Left ventricular ejection causes forward flow in the fetal aortic isthmus while the right ventricle has a retrograde influence. The aim of this study was to create reference values for an isthmic systolic index (ISI) reflecting the changing influence of right and left ventricular performance on Doppler flow velocity waveforms of the aortic isthmus throughout normal pregnancy.
Doppler recordings of 260 normal fetuses with a gestational age of 18-37 weeks were reviewed. Peak systolic velocity (PSV) and end-systolic velocity (or systolic nadir; Ns) were measured on all aortic isthmus waveforms. An ISI was derived from the ratio Ns/PSV. Left and right ventricular outputs were also calculated.
Up to 22-23 weeks' gestation, the mean ISI is stable at around 0.2. At about 28 weeks, a brief end-systolic deceleration wave is observed on the aortic isthmus waveforms, progressing steadily with gestation and causing a fall of ISI towards a mean value of zero between 30 and 31 weeks. This trend continues thereafter and a mean value of -0.4 was observed at the end of pregnancy.
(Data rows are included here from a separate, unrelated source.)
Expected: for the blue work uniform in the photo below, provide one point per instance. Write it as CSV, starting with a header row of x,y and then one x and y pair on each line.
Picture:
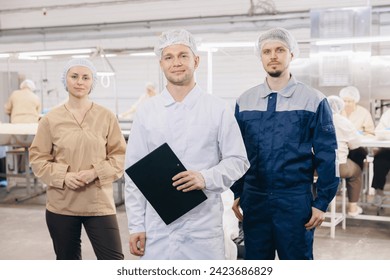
x,y
288,135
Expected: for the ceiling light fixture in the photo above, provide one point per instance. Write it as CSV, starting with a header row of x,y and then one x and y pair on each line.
x,y
56,52
352,40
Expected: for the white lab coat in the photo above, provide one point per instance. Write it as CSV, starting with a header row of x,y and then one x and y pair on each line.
x,y
204,134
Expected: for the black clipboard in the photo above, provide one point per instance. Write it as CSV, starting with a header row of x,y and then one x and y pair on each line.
x,y
153,176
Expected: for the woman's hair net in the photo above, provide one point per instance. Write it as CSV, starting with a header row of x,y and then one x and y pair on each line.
x,y
79,62
175,37
335,103
350,92
277,34
27,83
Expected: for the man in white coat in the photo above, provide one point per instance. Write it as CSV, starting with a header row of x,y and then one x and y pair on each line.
x,y
203,133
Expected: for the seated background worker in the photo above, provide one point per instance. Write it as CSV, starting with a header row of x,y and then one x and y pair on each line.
x,y
381,162
357,114
348,138
23,105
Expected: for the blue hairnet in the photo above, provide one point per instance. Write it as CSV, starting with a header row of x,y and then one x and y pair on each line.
x,y
175,37
79,62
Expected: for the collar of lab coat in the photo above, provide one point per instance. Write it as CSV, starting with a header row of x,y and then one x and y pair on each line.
x,y
189,101
286,92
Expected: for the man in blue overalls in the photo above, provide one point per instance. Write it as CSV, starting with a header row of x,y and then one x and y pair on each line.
x,y
289,134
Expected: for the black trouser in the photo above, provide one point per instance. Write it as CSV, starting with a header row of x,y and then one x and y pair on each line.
x,y
381,168
103,232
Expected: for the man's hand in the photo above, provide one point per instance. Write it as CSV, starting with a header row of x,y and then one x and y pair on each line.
x,y
237,210
137,243
189,181
317,217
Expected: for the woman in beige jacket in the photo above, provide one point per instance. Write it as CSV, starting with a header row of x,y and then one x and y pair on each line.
x,y
78,152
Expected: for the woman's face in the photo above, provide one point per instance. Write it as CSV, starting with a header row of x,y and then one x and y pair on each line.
x,y
79,80
350,104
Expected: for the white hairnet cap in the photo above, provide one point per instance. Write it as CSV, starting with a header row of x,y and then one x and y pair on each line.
x,y
350,92
175,37
277,34
79,62
27,83
335,103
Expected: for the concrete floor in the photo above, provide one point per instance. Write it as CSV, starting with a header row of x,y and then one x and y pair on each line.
x,y
24,235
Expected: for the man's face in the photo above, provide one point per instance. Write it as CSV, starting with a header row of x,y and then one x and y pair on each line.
x,y
178,63
276,58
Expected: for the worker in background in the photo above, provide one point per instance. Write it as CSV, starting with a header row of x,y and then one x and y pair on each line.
x,y
381,162
150,92
357,114
23,105
201,130
288,134
78,152
348,138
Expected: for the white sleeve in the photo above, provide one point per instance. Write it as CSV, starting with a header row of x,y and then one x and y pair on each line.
x,y
234,162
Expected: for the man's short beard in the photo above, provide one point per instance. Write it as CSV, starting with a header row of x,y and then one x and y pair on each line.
x,y
275,74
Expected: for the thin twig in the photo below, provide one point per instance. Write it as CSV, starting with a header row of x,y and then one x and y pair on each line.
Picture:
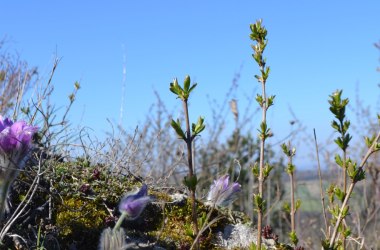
x,y
320,182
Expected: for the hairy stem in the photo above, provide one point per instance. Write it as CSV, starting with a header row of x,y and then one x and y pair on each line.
x,y
189,141
350,189
320,183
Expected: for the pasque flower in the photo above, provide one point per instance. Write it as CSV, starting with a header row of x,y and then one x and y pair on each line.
x,y
222,193
130,207
134,203
15,145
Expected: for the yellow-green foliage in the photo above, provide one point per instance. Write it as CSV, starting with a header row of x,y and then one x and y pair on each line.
x,y
78,215
178,227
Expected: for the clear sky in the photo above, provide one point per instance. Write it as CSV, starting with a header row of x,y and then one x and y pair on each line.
x,y
315,47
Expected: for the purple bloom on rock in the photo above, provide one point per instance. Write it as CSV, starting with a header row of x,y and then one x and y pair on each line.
x,y
222,193
15,137
135,202
15,145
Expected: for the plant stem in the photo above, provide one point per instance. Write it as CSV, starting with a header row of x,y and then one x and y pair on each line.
x,y
261,173
120,221
320,183
351,188
189,141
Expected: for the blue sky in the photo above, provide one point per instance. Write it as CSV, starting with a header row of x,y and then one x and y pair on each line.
x,y
315,47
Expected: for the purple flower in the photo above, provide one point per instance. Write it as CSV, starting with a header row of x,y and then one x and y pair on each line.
x,y
15,137
15,144
134,203
222,193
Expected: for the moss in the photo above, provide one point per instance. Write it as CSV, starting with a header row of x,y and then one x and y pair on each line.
x,y
80,221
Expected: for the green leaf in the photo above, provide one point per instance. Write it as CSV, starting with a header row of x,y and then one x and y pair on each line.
x,y
199,127
192,87
267,170
286,207
177,127
339,194
190,182
345,211
186,83
338,160
259,202
256,170
293,238
298,204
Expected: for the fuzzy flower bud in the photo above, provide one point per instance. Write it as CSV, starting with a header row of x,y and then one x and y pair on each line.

An inverse correlation was found between right ventricular output and Ns (r = -0.334, P = 0.001). Simultaneous recordings of the isthmus and the ductus arteriosus Doppler waveforms demonstrated that the primary cause of the end-systolic deceleration and ultimate reversal of flow at the isthmus is the increasingly dominant flow from the right ventricle.
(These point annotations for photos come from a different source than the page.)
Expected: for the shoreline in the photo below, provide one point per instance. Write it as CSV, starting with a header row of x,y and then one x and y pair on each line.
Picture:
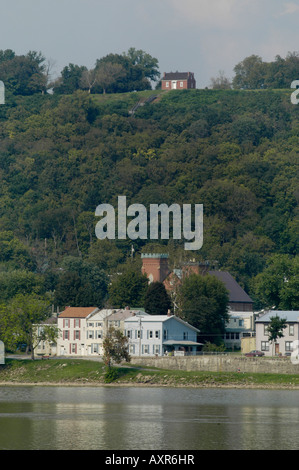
x,y
153,385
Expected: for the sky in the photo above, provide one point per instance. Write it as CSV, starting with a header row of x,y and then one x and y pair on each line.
x,y
200,36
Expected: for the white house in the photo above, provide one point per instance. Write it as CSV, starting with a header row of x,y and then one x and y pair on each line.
x,y
284,345
239,326
151,335
77,331
83,329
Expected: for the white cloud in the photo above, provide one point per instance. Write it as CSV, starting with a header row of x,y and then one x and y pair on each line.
x,y
290,8
221,14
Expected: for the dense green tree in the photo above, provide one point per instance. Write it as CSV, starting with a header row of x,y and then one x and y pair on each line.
x,y
115,346
128,289
203,302
24,74
80,284
277,286
71,79
275,329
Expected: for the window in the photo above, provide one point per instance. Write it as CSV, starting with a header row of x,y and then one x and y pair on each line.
x,y
265,345
266,333
291,330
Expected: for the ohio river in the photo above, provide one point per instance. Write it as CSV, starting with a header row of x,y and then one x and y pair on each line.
x,y
132,418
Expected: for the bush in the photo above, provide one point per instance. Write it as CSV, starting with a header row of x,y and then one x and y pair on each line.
x,y
111,374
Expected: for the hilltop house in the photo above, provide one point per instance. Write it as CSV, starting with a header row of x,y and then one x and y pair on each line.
x,y
178,81
151,335
284,345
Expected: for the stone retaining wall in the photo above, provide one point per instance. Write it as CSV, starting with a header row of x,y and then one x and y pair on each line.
x,y
221,363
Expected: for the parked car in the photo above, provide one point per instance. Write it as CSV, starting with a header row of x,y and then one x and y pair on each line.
x,y
254,353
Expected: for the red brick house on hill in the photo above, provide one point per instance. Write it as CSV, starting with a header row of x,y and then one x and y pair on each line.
x,y
178,81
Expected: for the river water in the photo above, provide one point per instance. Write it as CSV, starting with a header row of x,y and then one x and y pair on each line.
x,y
132,418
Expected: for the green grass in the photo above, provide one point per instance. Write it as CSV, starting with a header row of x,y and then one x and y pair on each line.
x,y
76,371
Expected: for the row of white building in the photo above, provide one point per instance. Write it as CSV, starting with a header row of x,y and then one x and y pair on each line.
x,y
83,329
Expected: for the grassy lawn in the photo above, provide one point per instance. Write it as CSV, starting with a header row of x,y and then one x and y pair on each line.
x,y
76,371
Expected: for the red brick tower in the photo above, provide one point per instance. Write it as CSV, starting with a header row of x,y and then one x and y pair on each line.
x,y
155,266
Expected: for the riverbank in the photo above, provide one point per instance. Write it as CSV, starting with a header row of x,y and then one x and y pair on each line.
x,y
76,372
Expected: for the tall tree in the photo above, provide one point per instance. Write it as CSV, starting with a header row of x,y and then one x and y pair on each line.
x,y
128,289
203,302
275,329
277,286
19,319
108,73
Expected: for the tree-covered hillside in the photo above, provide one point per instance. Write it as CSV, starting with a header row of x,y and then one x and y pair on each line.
x,y
234,151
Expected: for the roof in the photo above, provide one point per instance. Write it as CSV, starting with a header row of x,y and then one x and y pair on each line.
x,y
172,342
236,292
288,315
123,314
176,76
77,312
161,318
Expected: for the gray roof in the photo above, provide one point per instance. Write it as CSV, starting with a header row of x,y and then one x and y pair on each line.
x,y
172,342
236,292
176,76
288,315
123,314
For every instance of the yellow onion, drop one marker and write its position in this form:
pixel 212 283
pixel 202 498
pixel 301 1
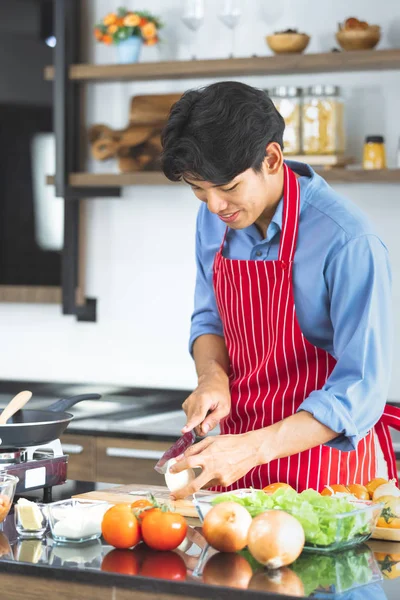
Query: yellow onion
pixel 226 526
pixel 386 489
pixel 275 539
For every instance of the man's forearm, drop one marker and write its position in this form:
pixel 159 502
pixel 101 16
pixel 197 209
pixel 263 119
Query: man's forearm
pixel 294 434
pixel 210 356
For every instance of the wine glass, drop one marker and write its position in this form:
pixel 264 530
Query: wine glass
pixel 230 15
pixel 193 17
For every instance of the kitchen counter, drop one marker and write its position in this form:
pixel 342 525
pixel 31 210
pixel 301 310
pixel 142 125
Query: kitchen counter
pixel 96 571
pixel 123 412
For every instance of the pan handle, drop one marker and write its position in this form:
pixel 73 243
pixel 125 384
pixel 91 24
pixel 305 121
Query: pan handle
pixel 66 403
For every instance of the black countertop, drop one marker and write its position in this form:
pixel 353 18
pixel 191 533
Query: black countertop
pixel 123 411
pixel 361 573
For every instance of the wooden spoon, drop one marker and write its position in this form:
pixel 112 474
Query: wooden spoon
pixel 14 406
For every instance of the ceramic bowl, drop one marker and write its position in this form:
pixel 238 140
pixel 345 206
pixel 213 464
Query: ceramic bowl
pixel 288 43
pixel 356 39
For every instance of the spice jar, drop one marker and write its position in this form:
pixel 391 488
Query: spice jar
pixel 322 121
pixel 374 152
pixel 288 103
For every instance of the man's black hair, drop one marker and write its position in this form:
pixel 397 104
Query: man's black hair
pixel 216 132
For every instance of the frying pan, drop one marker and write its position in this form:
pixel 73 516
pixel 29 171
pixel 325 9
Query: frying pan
pixel 38 427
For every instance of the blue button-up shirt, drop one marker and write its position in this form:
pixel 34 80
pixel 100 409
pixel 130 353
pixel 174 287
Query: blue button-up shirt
pixel 342 291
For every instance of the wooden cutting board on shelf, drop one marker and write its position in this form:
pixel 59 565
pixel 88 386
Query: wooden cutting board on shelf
pixel 130 493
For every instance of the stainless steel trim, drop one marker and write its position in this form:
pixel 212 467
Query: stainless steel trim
pixel 38 422
pixel 134 453
pixel 72 448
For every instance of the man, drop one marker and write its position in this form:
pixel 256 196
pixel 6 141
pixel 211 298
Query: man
pixel 291 331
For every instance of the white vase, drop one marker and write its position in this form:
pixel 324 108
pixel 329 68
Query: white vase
pixel 128 51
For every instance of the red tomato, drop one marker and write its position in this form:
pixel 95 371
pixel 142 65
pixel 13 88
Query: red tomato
pixel 120 561
pixel 163 530
pixel 120 527
pixel 164 565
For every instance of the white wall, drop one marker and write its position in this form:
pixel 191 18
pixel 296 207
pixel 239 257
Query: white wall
pixel 140 247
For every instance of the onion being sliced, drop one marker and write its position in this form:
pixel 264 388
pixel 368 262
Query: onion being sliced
pixel 275 539
pixel 226 526
pixel 177 481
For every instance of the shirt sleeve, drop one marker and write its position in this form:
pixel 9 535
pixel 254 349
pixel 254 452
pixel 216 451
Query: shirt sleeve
pixel 205 317
pixel 359 286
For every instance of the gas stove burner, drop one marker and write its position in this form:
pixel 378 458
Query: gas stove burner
pixel 11 456
pixel 37 467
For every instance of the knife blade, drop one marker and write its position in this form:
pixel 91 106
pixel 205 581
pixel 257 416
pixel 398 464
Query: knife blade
pixel 179 447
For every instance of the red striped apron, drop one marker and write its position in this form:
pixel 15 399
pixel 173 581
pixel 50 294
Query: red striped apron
pixel 274 367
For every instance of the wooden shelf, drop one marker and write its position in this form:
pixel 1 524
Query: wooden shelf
pixel 334 175
pixel 361 60
pixel 33 294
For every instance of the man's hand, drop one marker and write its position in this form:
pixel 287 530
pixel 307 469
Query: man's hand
pixel 222 458
pixel 208 404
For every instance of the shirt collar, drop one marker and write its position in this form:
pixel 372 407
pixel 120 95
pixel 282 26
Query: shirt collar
pixel 306 174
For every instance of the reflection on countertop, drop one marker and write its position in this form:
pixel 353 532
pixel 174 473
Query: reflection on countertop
pixel 365 572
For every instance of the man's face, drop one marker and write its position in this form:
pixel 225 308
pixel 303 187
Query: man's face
pixel 239 203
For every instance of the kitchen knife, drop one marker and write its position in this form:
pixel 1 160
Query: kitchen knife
pixel 175 450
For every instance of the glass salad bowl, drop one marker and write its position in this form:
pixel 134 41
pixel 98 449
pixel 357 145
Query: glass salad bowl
pixel 329 523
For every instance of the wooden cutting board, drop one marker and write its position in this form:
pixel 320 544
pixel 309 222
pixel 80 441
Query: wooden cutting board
pixel 130 493
pixel 385 533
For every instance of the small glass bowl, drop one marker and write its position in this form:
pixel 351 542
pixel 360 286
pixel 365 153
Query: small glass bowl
pixel 8 484
pixel 76 521
pixel 20 526
pixel 31 550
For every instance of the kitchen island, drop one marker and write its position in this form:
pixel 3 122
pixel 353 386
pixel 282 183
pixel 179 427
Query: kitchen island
pixel 97 571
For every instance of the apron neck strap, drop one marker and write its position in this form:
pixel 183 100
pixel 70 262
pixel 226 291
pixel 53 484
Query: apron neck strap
pixel 223 241
pixel 291 213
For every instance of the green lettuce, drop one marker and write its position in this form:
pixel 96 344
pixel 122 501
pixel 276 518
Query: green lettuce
pixel 317 514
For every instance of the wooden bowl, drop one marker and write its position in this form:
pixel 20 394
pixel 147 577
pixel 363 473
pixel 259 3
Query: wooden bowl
pixel 288 43
pixel 356 39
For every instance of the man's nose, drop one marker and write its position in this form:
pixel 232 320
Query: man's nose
pixel 215 203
The transitional changes of the respective right and left ventricular outputs throughout pregnancy are well profiled by the ISI. This index highlights the physiological increase in fetal right ventricle flow preponderance as pregnancy progresses. Alteration of the ISI profile could be expected in clinical conditions associated with unbalanced alteration of the fetal ventricular outputs.
左心室射血导致胎儿主动脉峡部向前血流,而右心室有逆行影响。本研究的目的是建立峡部收缩期指数(ISI)的参考值,以反映整个正常妊娠过程中左右心室功能变化对主动脉峡部多普勒血流速度波形的影响。
回顾了260例孕龄为18 - 37周正常胎儿的多普勒记录。测量所有主动脉峡部波形的收缩期峰值速度(PSV)和收缩末期速度(或收缩期最低点;Ns)。ISI由Ns/PSV比值得出。还计算了左右心室输出量。
妊娠至22 - 23周时,平均ISI稳定在0.2左右。约28周时,在主动脉峡部波形上观察到短暂的收缩末期减速波,随孕周稳步进展,导致ISI在30至31周之间降至平均值零。此后这种趋势持续,妊娠末期观察到平均值为 - 0.4。发现右心室输出量与Ns呈负相关(r = - 0.334,P = 0.001)。峡部和动脉导管多普勒波形的同步记录表明,峡部收缩末期减速和血流最终逆转的主要原因是右心室血流日益占主导地位。
ISI很好地描绘了整个妊娠过程中左右心室输出量各自的过渡变化。该指数突出了随着妊娠进展胎儿右心室血流优势的生理性增加。在与胎儿心室输出量不平衡改变相关的临床情况下,预计ISI曲线会发生改变。